HERMAN CAIN AND THE PARKED CAR BY KATHLEEN PARKER
Politically — and considering the peace in his own home — Cain has nothing to lose by sticking to his guns. He figures his base hates the media more than they hate whatever he did. And there’s ample precedent for this approach. Absent a blue dress, why should he confess? Cain could survive, though whether he should is another question. The claims of four women require a lot of denial, and people are not credulous. They have a sense of things. They know what “is” is. The beholder’s eye is now public opinion and the image has been irretrievably set — of a man and a woman in a parked car.
STEP AWAY FROM IOWA, MITT BY STEPHEN STROMBERG
The only reason Iowa matters is in how its caucus results match or defy the expectations the public and the press have.
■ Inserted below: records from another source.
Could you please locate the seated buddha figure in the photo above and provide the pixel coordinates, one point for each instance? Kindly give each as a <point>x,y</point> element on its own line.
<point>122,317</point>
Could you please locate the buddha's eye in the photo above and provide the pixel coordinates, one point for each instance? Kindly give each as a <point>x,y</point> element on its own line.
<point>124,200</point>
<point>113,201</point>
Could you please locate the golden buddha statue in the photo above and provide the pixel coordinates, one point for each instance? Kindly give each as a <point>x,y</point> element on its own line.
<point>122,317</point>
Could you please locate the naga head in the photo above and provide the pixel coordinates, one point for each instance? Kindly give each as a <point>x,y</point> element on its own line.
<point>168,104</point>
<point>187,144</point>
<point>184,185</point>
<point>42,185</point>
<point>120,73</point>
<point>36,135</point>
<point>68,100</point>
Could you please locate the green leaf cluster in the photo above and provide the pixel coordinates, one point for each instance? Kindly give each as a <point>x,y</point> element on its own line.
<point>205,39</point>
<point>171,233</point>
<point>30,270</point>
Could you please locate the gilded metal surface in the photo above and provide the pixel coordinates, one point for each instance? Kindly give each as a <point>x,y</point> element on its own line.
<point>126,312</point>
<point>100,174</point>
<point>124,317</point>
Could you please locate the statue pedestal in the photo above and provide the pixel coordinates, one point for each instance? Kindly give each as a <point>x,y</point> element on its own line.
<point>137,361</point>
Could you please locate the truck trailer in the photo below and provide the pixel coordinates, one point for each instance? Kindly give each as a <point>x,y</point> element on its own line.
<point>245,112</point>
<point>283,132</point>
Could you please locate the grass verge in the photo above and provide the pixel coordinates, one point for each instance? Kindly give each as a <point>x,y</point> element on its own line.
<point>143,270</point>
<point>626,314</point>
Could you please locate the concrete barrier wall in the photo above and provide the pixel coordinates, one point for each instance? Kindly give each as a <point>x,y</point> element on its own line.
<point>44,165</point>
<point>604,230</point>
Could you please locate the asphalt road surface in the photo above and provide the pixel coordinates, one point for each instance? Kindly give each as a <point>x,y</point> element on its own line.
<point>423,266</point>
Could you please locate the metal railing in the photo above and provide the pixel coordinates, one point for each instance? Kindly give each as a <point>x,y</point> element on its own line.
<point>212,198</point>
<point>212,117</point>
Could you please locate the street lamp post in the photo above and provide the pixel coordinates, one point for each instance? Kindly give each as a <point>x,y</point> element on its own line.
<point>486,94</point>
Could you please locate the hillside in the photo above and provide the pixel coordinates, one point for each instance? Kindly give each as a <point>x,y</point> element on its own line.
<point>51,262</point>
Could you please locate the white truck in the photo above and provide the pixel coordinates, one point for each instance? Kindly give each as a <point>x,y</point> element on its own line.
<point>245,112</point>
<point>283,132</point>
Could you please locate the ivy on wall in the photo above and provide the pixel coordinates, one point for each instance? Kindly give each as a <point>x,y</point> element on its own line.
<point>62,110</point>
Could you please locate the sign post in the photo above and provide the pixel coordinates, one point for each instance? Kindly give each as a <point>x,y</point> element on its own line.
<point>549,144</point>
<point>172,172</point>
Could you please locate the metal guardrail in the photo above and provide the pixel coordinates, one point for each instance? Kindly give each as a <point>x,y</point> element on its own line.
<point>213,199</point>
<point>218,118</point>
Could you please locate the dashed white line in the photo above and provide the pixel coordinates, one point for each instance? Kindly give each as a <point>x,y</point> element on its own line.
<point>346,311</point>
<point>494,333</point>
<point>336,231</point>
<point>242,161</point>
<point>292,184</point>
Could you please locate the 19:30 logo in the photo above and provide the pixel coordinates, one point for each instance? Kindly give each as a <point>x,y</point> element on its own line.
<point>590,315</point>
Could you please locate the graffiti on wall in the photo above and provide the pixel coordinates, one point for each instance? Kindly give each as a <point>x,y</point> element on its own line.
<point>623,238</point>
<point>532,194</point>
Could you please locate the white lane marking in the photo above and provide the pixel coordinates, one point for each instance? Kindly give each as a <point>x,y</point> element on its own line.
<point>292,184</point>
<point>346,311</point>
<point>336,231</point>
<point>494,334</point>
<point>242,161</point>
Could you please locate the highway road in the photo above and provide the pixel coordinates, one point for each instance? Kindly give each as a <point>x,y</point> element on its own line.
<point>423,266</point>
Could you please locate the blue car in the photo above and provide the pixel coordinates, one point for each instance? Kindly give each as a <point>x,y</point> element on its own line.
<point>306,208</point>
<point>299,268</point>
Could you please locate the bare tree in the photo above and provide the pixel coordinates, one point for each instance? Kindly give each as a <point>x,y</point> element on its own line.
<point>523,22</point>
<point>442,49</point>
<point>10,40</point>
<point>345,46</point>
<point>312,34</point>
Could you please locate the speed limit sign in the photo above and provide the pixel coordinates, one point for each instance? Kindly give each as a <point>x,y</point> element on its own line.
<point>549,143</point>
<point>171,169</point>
Beat them, and you can become the instant frontrunner, which is what John Kerry did in 2004 and Barack Obama did in 2008. Dash them, and your campaign can implode — like Howard Dean’s and Hillary Clinton’s. By declining to campaign in Iowa, Romney would face a one-way bet. He could beat low expectations and gain momentum, or he could easily explain away a loss and move on to dominate early states more favorable to him, such as New Hampshire and Nevada. On the other hand, pushing resources into Iowa, which Romney appears increasingly poised to do, could produce an early victory him — or doing so could result in an embarrassing defeat and questions about Romney’s competence, which is what happened in 2008.
STANCHING THE FLOW OF CORPORATE DOLLARS INTO CAMPAIGNS BY KATRINA VANDEN HEUVEL
A constitutional amendment strategy is, as always, an incredibly difficult vehicle for reform, requiring approval from two-thirds of both chambers of Congress and 38 states. … An amendment campaign can offer extraordinary value as a tool for education and mobilization, serving as the fuel for a powerful movement that can force the political class to shift its priorities. With thousands already gathered around the country as part of Occupy Wall Street, an amendment strategy could sharpen their rallying cry.
WHY GINGRICH COULD WIN BY DOROTHY RABINOWITZ
WALL STREET JOURNAL
Whoever his competitors are in Iowa and beyond, Mr. Gingrich faces a hard fight for the nomination. His greatest asset lies in his capacity to speak to Americans as he has done, with such potency, during the Republican debates. No candidate in the field comes close to his talent for connection. There’s no underestimating the importance of such a power in the presidential election ahead, or any other one. His rise in the polls suggests that more and more Republicans are absorbing that fact, along with the possibility that Mr. Gingrich’s qualifications all ‘round could well make him the most formidable contender for the contest with Barack Obama.